The new system works outdoors, not in specialized laboratories. The technology is part of large-scale plans for new ways to produce fuels to help reduce the 8 percent of humanity’s carbon emissions from aviation and shipping.
One option is to obtain substances that work like kerosene and diesel, but are created in a synthetic way without water and carbon dioxide and with the use of solar energy.
Engineer Aldo Steinfeld and his colleagues assembled a working version of the roof system at the Technical University of Zurich, where the research was conducted. It consists of three main parts – an apparatus that
captures carbon
dioxide and
water from the air,
a device that uses solar energy to convert these substances into a mixture of carbon monoxide and oxygen, and another device that converts this gas into liquid hydrocarbons or methanol so that they can be used as a carbon neutral fuel.
When burned, it emits exactly the same amount of carbon dioxide as was previously extracted from the air for its production. Under normal sunlight, the experimental plant produces 32 milliliters of methanol in 7 hours.
If the system is designed to be large enough and large enough, it could meet the needs for far less green kerosene used for aircraft and ships.

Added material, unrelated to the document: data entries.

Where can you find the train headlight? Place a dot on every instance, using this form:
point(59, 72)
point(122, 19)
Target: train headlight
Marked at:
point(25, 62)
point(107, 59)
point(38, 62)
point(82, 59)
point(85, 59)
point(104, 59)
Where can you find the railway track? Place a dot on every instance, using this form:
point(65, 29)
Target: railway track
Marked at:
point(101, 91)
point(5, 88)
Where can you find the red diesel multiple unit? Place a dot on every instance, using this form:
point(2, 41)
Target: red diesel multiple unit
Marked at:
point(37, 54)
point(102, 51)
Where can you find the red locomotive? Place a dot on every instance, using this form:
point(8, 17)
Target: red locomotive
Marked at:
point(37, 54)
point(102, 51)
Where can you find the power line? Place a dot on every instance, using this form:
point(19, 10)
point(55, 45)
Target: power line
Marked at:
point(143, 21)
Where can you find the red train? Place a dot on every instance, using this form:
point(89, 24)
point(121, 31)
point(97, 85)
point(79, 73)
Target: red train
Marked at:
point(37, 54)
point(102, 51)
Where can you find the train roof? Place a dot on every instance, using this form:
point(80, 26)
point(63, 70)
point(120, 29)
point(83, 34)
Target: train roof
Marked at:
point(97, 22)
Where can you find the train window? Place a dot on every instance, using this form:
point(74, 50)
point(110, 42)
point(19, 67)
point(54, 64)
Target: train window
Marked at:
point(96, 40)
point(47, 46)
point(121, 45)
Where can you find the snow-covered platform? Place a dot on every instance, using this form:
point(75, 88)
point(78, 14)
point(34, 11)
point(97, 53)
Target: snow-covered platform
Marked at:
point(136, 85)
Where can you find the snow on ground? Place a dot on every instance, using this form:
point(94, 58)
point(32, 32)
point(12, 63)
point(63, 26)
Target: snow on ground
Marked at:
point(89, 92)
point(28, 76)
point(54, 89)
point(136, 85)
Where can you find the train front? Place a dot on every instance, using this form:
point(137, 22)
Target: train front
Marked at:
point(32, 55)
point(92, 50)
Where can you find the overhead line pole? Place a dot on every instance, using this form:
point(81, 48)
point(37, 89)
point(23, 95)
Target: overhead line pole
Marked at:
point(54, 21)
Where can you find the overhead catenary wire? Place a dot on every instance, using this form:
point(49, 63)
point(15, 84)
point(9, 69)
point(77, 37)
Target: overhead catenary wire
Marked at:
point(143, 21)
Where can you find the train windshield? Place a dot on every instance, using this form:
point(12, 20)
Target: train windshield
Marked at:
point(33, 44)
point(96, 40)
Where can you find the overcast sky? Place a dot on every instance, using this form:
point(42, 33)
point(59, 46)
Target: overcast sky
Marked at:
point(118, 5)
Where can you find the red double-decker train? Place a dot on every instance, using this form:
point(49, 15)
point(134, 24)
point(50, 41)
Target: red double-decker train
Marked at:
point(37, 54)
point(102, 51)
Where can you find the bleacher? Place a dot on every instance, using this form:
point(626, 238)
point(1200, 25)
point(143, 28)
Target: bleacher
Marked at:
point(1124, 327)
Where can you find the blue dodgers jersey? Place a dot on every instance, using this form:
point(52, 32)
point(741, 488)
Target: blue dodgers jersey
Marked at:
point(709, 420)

However, they will be needed
huge
production
power
The authors estimate that in order to meet the global demand for aviation, which in 2019 consumed 419 billion liters of kerosene, you need an industrial plant of 45,000 square kilometers, or as much as 0.5% of the Sahara Desert.
In the beginning, fuel will be significantly more expensive than kerosene. Therefore, it is necessary to provide financial support for the initial investment, as well as to support the project politically, say the creators of the system.
Details of the engineers’ research were published Thursday in the journal Nature.